Santander suspende exposição sobre diversidade em Porto Alegra após protestos

A mostra "Queermuseu" tinha 270 obras expostas na Fundação Cultural Santander, em Porto Alegre A mostra "Queermuseu" tinha 270 obras expostas na Fundação Cultural Santander, em Porto Alegre
terça-feira, 12/09/2017

O Santander decidiu suspender no último domingo (10/09) a exposição “Queermuseu - Cartografias da Diferença na Arte Brasileira", iniciada no dia 15 de agosto na Fundação Cultural que o banco mantém em Porto Alegre, após protestos surgidos nas Redes Sociais com a divulgação de algumas imagens das obras.

As críticas vieram, principalmente, do MBL (Movimento Brasil Livre), o mesmo que saiu às ruas para defender o impeachment da presidenta Dilma Rousseff, e de religiosos. Eles alegaram que o conteúdo "incita a pornografia e a pedofilia".

O curador da exposição, Gaudêncio Fidelis, declarou, em entrevista concedida ao jornal Folha de S.Paulo, ter ficado decepcionado com a posição do Santander Cultural por ter validado os protestos contra obras de teor supostamente sexual.

"O Santander infringiu as regras mais básicas de direito, de respeito e de consideração aos artistas presentes, sem inclusive consultar a curadoria e sem considerar que estávamos realizando um trabalho de construção de conhecimento", reclamou.

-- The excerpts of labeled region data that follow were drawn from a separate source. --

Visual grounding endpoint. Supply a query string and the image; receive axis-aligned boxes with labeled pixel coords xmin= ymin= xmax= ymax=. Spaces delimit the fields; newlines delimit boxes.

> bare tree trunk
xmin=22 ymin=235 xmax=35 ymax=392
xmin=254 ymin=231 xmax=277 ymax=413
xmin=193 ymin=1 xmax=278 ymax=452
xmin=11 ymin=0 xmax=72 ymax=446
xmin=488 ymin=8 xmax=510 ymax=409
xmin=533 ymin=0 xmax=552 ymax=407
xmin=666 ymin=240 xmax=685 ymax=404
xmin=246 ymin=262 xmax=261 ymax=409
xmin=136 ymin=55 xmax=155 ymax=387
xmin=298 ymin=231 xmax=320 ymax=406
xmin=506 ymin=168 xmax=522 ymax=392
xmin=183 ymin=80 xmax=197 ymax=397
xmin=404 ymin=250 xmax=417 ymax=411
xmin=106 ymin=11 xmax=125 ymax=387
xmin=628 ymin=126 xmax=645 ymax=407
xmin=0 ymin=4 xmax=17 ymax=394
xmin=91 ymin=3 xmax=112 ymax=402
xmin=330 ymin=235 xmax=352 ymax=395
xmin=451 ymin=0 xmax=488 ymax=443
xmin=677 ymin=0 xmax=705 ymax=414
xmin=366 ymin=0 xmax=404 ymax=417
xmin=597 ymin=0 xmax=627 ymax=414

Em nota, o banco disse que "isso (a exposição) não faz parte de nossa visão de mundo, nem dos valores que pregamos. Por esse motivo, encerramos antecipadamente a mostra".

O Santander investiu cerca de R$ 800 mil na exposição “Queermuseu” por meio da Lei Rouanet, de incentivo à cultura. Segundo noticiou a Folha, cerca de 20 mil clientes encerraram suas contas no banco espanhol dois dias após surgir a polêmica nas redes sociais.

Critica

Para a Contraf-CUT a atitude tomada pelo Santander configura censura e, por isso, a entidade repudiou veementemente o cancelamento da exposição, por considerar um ato de intolerância de um setor social a uma mostra artística que retrata uma realidade que costuma ser escondida pela sociedade. “Não é só a hipocrisia social que se revela aí: trata-se do caráter repressivo de um banco que se esconde atrás de uma fachada de modernidade, enquanto trata seus empregados com autoritarismo e exploração”, criticou Mauro Salles Machado, secretário de Políticas Sociais da Contraf-CUT.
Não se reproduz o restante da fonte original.